Panel data regression: Robust standard errors - r

my problem is this: I get NA where I should get some values in the computation of robust standard errors.
I am trying to do a fixed effect panel regression with cluster-robust standard errors. For this, I follow Arai (2011) who on p. 3 follows Stock/ Watson (2006) (later published in Econometrica, for those who have access). I would like to correct the degrees of freedom by (M/(M-1)*(N-1)/(N-K) against downward bias as my number of clusters is finite and I have unbalanced data.
Similar problems have been posted before [1, 2] on StackOverflow and related problems [3] on CrossValidated.
Arai (and the answer in the 1st link) uses the following code for functions (I provide my data below with some further comment):
gcenter <- function(df1,group) {
variables <- paste(
rep("C", ncol(df1)), colnames(df1), sep=".")
copydf <- df1
for (i in 1:ncol(df1)) {
copydf[,i] <- df1[,i] - ave(df1[,i], group,FUN=mean)}
colnames(copydf) <- variables
return(cbind(df1,copydf))}
# 1-way adjusting for clusters
clx <- function(fm, dfcw, cluster){
# R-codes (www.r-project.org) for computing
# clustered-standard errors. Mahmood Arai, Jan 26, 2008.
# The arguments of the function are:
# fitted model, cluster1 and cluster2
# You need to install libraries `sandwich' and `lmtest'
# reweighting the var-cov matrix for the within model
library(sandwich);library(lmtest)
M <- length(unique(cluster))
N <- length(cluster)
K <- fm$rank
dfc <- (M/(M-1))*((N-1)/(N-K))
uj <- apply(estfun(fm),2, function(x) tapply(x, cluster, sum));
vcovCL <- dfc*sandwich(fm, meat=crossprod(uj)/N)*dfcw
coeftest(fm, vcovCL) }
,where the gcenter computes deviations from the mean (fixed effect). I then continue and do the regression with DS_CODEbeing my cluster variable (I have named my data 'data').

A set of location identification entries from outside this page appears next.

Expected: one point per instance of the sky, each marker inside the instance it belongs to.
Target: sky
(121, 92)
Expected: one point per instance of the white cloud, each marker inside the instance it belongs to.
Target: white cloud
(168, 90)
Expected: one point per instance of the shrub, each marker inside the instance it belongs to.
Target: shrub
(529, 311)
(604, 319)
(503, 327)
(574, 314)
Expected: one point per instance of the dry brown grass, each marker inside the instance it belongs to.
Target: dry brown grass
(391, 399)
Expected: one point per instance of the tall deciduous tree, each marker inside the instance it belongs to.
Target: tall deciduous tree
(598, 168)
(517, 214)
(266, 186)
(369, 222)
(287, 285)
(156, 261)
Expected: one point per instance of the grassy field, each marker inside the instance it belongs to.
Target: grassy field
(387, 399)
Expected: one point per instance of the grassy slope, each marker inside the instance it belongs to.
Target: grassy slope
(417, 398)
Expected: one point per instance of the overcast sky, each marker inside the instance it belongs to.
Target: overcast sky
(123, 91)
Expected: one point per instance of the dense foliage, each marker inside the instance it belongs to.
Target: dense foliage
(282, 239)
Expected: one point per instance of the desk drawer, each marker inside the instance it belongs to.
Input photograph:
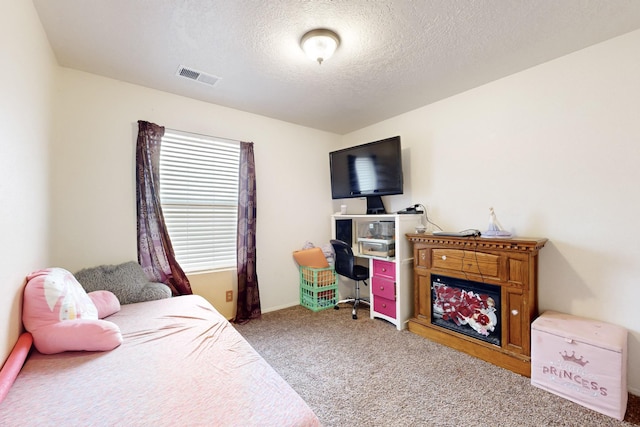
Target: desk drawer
(384, 268)
(384, 306)
(384, 288)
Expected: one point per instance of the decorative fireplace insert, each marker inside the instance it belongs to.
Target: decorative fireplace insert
(477, 295)
(467, 307)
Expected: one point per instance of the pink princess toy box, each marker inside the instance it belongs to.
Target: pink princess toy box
(582, 360)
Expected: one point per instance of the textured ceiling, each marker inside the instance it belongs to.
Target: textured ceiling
(395, 55)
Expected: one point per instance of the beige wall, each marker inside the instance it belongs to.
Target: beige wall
(214, 286)
(94, 208)
(26, 84)
(555, 150)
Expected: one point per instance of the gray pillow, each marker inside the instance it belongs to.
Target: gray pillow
(127, 281)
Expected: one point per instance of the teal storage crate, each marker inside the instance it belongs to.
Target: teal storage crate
(318, 288)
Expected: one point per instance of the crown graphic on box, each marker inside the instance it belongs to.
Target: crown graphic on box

centerdata <- gcenter(data, data$DS_CODE)
datalm <- lm(C.L1.retE1M ~ C.MCAP_SEC + C.Impact_change + C.Mom + C.BM + C.PD + C.CashGen + C.NITA + C.PE + C.PEdummy + factor(DS_CODE), data=centerdata)

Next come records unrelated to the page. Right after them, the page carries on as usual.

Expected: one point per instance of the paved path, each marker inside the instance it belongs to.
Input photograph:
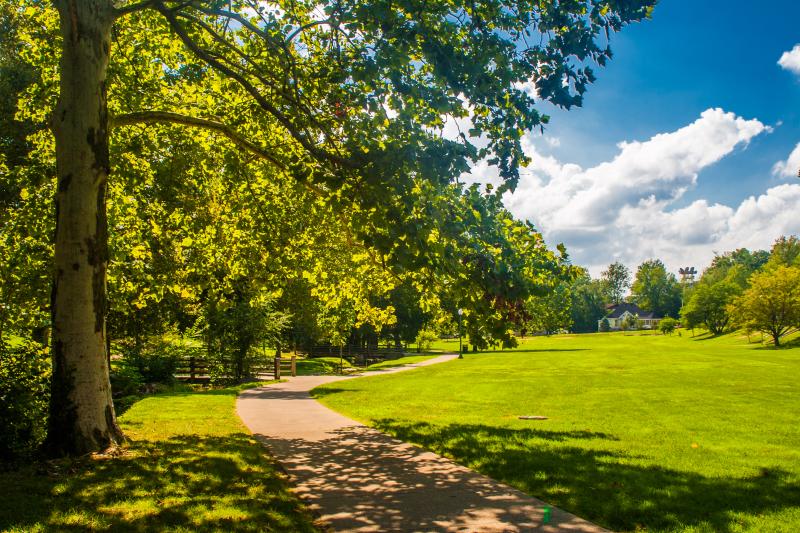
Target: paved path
(359, 479)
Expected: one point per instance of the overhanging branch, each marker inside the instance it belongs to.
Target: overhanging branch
(168, 117)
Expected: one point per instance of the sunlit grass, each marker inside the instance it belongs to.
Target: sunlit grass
(190, 466)
(408, 360)
(643, 431)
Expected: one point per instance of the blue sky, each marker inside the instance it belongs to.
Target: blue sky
(698, 94)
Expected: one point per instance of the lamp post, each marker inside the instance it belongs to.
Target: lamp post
(460, 350)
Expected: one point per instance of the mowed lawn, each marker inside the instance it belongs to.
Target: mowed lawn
(643, 431)
(190, 466)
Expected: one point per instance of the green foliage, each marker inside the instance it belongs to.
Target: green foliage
(734, 267)
(771, 304)
(587, 304)
(654, 289)
(785, 252)
(321, 366)
(629, 322)
(648, 432)
(189, 465)
(425, 338)
(616, 280)
(235, 325)
(551, 313)
(708, 306)
(667, 326)
(24, 394)
(126, 380)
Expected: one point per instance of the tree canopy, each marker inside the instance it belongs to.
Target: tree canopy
(210, 152)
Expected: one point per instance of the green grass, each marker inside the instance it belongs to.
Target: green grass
(190, 466)
(408, 360)
(320, 366)
(644, 431)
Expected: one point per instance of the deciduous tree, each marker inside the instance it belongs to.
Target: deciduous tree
(771, 304)
(345, 97)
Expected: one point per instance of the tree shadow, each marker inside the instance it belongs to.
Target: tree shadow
(359, 479)
(706, 336)
(530, 350)
(188, 482)
(600, 485)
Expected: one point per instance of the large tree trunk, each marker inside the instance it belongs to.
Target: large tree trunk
(81, 409)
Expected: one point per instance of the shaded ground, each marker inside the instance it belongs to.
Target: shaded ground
(361, 480)
(643, 432)
(191, 466)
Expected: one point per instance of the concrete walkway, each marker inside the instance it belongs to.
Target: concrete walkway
(359, 479)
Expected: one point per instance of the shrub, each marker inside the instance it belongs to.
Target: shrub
(667, 326)
(425, 338)
(24, 396)
(155, 361)
(126, 380)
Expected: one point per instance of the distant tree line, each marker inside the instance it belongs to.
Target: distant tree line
(757, 291)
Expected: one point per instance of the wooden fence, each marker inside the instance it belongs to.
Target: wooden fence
(197, 369)
(355, 353)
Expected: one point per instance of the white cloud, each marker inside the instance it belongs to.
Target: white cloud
(790, 167)
(791, 60)
(625, 209)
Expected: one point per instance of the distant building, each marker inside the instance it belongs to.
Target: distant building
(617, 313)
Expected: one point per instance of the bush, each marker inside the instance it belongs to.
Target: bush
(667, 326)
(126, 380)
(155, 362)
(425, 338)
(24, 396)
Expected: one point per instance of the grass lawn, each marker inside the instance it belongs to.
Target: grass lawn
(191, 466)
(644, 432)
(319, 366)
(408, 360)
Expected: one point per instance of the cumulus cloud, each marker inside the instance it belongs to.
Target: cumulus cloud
(625, 209)
(790, 167)
(791, 60)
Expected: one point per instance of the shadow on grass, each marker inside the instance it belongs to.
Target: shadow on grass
(186, 482)
(600, 485)
(321, 392)
(529, 350)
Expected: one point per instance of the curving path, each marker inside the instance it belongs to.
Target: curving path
(359, 479)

M <- length(unique(data$DS_CODE))
dfcw <- datalm$df / (datalm$df - (M-1))
and want to calculate
clx(datalm, dfcw, data$DS_CODE)
However, when I want to compute uj (see formula clx above) for the variance, I get only at the beginning some values for my regressors, then lots of zeros. If this input uj is used for the variance, only NAs result.
My data
Since my data may be of special structure and I can't figure out the problem, I post the entire thing as a link from Hotmail. The reason is that with other data (taken from Arai (2011)) my problem does not occur. Sorry in advance for the mess but I'd be very grateful if you could have a look at it nevertheless.
The file is a 5mb .txt file containing purely data.

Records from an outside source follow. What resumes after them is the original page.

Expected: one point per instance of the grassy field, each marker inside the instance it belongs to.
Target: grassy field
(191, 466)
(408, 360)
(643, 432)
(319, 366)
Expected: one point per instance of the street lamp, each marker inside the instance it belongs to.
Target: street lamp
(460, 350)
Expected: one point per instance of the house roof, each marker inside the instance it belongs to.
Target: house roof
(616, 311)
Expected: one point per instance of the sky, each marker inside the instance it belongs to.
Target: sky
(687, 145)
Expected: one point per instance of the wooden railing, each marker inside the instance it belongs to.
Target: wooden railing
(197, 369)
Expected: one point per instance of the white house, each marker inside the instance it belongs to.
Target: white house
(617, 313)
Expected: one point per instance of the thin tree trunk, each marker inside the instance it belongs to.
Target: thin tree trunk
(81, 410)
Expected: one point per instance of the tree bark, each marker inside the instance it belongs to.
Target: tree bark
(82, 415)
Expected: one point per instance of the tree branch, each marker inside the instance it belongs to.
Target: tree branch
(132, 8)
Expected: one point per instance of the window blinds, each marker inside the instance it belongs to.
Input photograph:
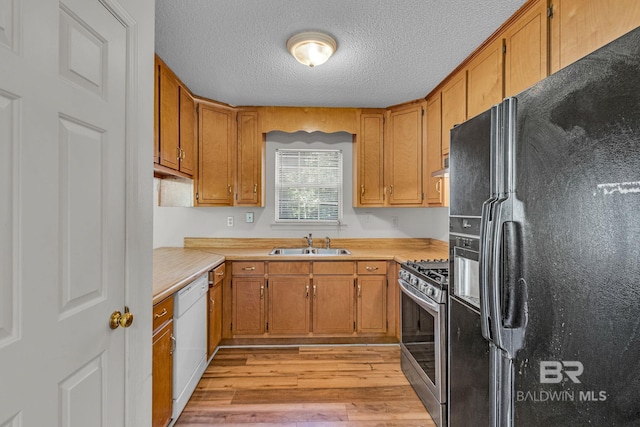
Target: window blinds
(308, 185)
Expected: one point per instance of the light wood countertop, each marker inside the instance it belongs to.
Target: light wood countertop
(173, 268)
(399, 250)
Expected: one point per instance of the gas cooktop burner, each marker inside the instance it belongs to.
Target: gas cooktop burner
(429, 277)
(437, 269)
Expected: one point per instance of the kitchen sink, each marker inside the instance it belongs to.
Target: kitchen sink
(310, 251)
(331, 251)
(291, 251)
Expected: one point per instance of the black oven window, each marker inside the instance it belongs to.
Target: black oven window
(418, 333)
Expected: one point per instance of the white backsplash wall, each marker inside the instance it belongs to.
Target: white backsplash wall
(172, 224)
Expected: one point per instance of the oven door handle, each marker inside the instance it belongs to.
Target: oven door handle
(432, 306)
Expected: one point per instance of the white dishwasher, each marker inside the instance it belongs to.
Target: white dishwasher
(190, 332)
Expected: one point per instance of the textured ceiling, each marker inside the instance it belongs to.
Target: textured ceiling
(389, 51)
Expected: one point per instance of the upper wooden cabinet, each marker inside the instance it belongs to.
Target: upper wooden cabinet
(369, 159)
(250, 160)
(485, 79)
(216, 155)
(188, 132)
(403, 155)
(579, 27)
(526, 49)
(435, 192)
(175, 123)
(454, 106)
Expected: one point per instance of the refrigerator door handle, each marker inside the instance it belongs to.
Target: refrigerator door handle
(485, 265)
(512, 288)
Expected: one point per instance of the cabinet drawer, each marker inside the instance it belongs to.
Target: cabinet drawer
(245, 268)
(372, 267)
(162, 312)
(289, 267)
(217, 275)
(334, 267)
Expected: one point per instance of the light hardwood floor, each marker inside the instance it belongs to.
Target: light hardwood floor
(315, 386)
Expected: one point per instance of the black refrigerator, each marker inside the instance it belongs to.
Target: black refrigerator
(559, 243)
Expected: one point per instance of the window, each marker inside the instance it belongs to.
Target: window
(309, 186)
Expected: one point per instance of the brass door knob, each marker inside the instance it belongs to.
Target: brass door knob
(118, 319)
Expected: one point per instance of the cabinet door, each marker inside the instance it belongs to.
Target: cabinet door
(215, 319)
(485, 79)
(250, 160)
(156, 111)
(526, 50)
(434, 190)
(216, 156)
(404, 156)
(333, 305)
(248, 306)
(454, 107)
(370, 186)
(578, 27)
(188, 132)
(162, 369)
(289, 307)
(371, 300)
(169, 93)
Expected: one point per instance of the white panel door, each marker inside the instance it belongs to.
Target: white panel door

After some time playing around, it works for me and gives me:
Estimate Std. Error t value Pr(>|t|)
(Intercept) 4.5099e-16 5.2381e-16 0.8610 0.389254
C.MCAP_SEC -5.9769e-07 1.2677e-07 -4.7149 2.425e-06 ***
C.Impact_change -5.3908e-04 7.5601e-05 -7.1306 1.014e-12 ***
C.Mom 3.7560e-04 3.3378e-03 0.1125 0.910406
C.BM -1.6438e-04 1.7368e-05 -9.4645 < 2.2e-16 ***
C.PD 6.2153e-02 3.8766e-02 1.6033 0.108885
C.CashGen -2.7876e-04 1.4031e-02 -0.0199 0.984149
C.NITA -8.1792e-02 3.2153e-02 -2.5438 0.010969 *
C.PE -6.6170e-06 4.0138e-06 -1.6485 0.099248 .
C.PEdummy 1.3143e-02 4.8864e-03 2.6897 0.007154 **
factor(DS_CODE)130324 -5.2497e-16 5.2683e-16 -0.9965 0.319028
factor(DS_CODE)130409 -4.0276e-16 5.2384e-16 -0.7689 0.441986
factor(DS_CODE)130775 -4.4113e-16 5.2424e-16 -0.8415 0.400089
...
This leaves us with the question why it doesn't for you. I guess it has something to do with the format of your data. Is everything numeric? I converted the column classes and it looks like that for me:
str(dat)
'data.frame': 48251 obs. of 12 variables:
$ DS_CODE : chr "902172" "902172" "902172" "902172" ...
$ DNEW : num 2e+05 2e+05 2e+05 2e+05 2e+05 ...
$ MCAP_SEC : num 78122 71421 81907 80010 82462 ...
$ NITA : num 0.135 0.135 0.135 0.135 0.135 ...
$ CashGen : num 0.198 0.198 0.198 0.198 0.198 ...
$ BM : num 0.1074 0.1108 0.097 0.0968 0.0899 ...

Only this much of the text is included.